Great Britain face Wimbledon question for Davis Cup tie against France

If Great Britain choose to play France at Wimbledon in the Davis Cup quarter-final a week after the All England Club’s championship final, a precedent exists – although it stirs grim memories for those who saw Ecuador win 3-2, consigning the hosts to years in the wilderness.

The All England Club let the national team on to the rehabbed grass of Court No 1 the weekend after the 2000 final and 11,000 fans witnessed a rolling anticlimax as Greg Rusedski and Arvind Parmar lost the opening and closing singles, while the doubles team of Parmar and Tim Henman also slipped up. It was all witnessed live on the BBC, compounding the humiliation.

In a predictable response to Roger Taylor’s squad losing to the lightly regarded clay-courters from South America – a team that included Parmar’s 17-year-old conqueror, Giovanni Lapentti, who had first played on grass only a month previously, losing in the second round of the boys’ championship at Wimbledon, and had never been in a five-set match – the Lawn Tennis Association chief executive at the time, John Crowther, said, “no stone will be left unturned” to rescue British tennis from the doldrums.

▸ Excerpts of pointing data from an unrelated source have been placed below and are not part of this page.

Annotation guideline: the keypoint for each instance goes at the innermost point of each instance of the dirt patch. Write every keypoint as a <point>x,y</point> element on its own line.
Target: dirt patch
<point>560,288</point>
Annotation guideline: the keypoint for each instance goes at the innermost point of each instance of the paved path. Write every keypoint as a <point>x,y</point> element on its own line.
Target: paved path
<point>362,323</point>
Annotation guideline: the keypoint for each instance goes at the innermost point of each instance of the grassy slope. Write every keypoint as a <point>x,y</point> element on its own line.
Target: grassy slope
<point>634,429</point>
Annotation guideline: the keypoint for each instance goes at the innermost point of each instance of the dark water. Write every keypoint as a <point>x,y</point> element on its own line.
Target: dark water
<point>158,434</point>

He added: “We’ll put the people and assets in place to deliver the success we all strive to achieve at the highest level.”

It was a template for the years of false hope that followed Great Britain’s ejection from the competition’s world group.

More pertinently, perhaps, the ground staff at Wimbledon were able to restore the grass to robust health only a week after it had survived a fortnight’s use during the championships.

If they were of a mind to repeat the experiment following the 3-1 win over the USA – and the 2014 finalists France would surely attract a capacity crowd, whatever the venue – it seems it would be possible to fix the surface in time. If Andy Murray were to win Wimbledon – or even reach the final – the quarter-final might best be held on Centre Court, with its roof and 18,000 seats.

As a parting shot 15 years ago, young Lapentti hit an ace: “We all went to see the film Mission Impossible last Thursday. I’m just so happy. I think we should now build a grass court in Ecuador.”